Macedonian cuisine is just another symbol of Macedonia’s rich tradition. A large number of dishes that were eaten in Macedonia in the past, are still consumed today, a little changed, but still delicious. And the best of Macedonia can be seen through Macedonian cuisine. It is an inherent part of tradition. Macedonian food is one of the most delicious in the world. The secret of its irreplaceable flavor is that it’s been prepared the same way for centuries: with lots of love. Some recipes have been restored and adapted to the present day. In Gostivar are serve traditional tasty dishes. In his kitchen, they give a special attention to fresh regional ingredients and dishes.
Yogurtlitava is a traditional Macedonian spring dish served in Gostivar that combines meat, rice, and a mixture of eggs and yogurt or sour milk baked in a casserole pot. It is normally prepared with lamb, but veal, beef, or any other type of meat can serve as a replacement.
This dish is traditionally prepared for Easter in many households across the country, but especially in Bitola, where the family lunch gatherings for this holiday are incomplete without it. The dish is usually accompanied by scallions, fresh salads, and a glass of red wine.
Stinging nettle soup is a traditional Gostivar dish typically made with young or dried nettle leaves that are cooked in water along with a little oil or butter, flour, garlic, onions, and (optionally) milk. The humble stinging nettle is an essential ingredient in traditional North Macedonian cuisine as well as in its neighboring cuisines.

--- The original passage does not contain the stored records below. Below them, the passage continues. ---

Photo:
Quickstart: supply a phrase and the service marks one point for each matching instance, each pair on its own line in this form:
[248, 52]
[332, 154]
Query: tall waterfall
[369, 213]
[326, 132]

This soup is served hot, typically with sour milk, sour cream, or kefir.
Cironka is a Gostivar dish made from a type of fish known as common bleak. The fishes are salted and left to ferment for a few days, then they are threaded and left to dry and harden. After the lengthy process, the fishes are fried and placed in hot water in order to dissipate some of the saltiness.
The dish is traditionally served with oil, garlic, mint, and vinegar.